It’s a common thing in perfumista land that you only really start paying attention to a perfume when you hear rumours of discontinuation. You ignore it happily until suddenly you realise it could be too late. Then FOMO sets in – Fear of Missing Out. Oh no!

I got thinking about this recently when, after YEARS of dithering, I finally bought a bottle of Sarah Jessica Parker Covet. This one may have been discontinued some time ago and I’d decided not to bother until a chain of discount chemists in Australia suddenly started stocking it. Cheap – $20. I bought one, and no regrets. Lavender and chocolate; it should not work but it does.

Perfume Discontinuations

Grab them before they are gone

What else have I made a wild grab for, and what have I let go?

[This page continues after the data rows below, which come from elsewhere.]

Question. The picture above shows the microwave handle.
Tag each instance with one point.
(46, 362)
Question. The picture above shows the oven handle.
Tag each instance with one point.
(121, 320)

Covet FragranticaFragrantica

Fragrantica gives these featured accords:
Top: Mint, geranium leaves, Sicilian lemon, lavender, chocolate notes
Heart: Honeysuckle, magnolia, lily of the valley
Base: Cashmere wood, musk, vetiver, teak wood, amber

Perfume Discontinuations: The Ones I Grabbed

Sarah Jessica Parker Covet, as mentioned.

Bvlgari Black. Vanilla and fresh tyre rubber! I bought a back-up for my son to own and me to borrow.

Lancome Cuir de Lancome. . A cult leather. I bought mine while it still going for about $50.

Rochas Tocade. A laughing vanilla fragrance, this one is not discontinued as far as I know, just re-packaged. Re-packaging always makes the perfume enthusiast nervous, and I grabbed a bottle.

Yves Saint Laurent Y.  Same as for Tocade. It’s always worth grabbing a chypre if you think it’s under threat. It probably is.

Fragrantica

Parfumo gives these featured accords:
Top: Casablanca lily, Black locust, White carnation
Heart: Golden pollen, Gold dust, Violet leaf
Base: Amber, Indian patchouli, Resins

Perfume Discontinuations: The Ones I Let Go

If there’s a bottle out there with my name on it, someone else can have it.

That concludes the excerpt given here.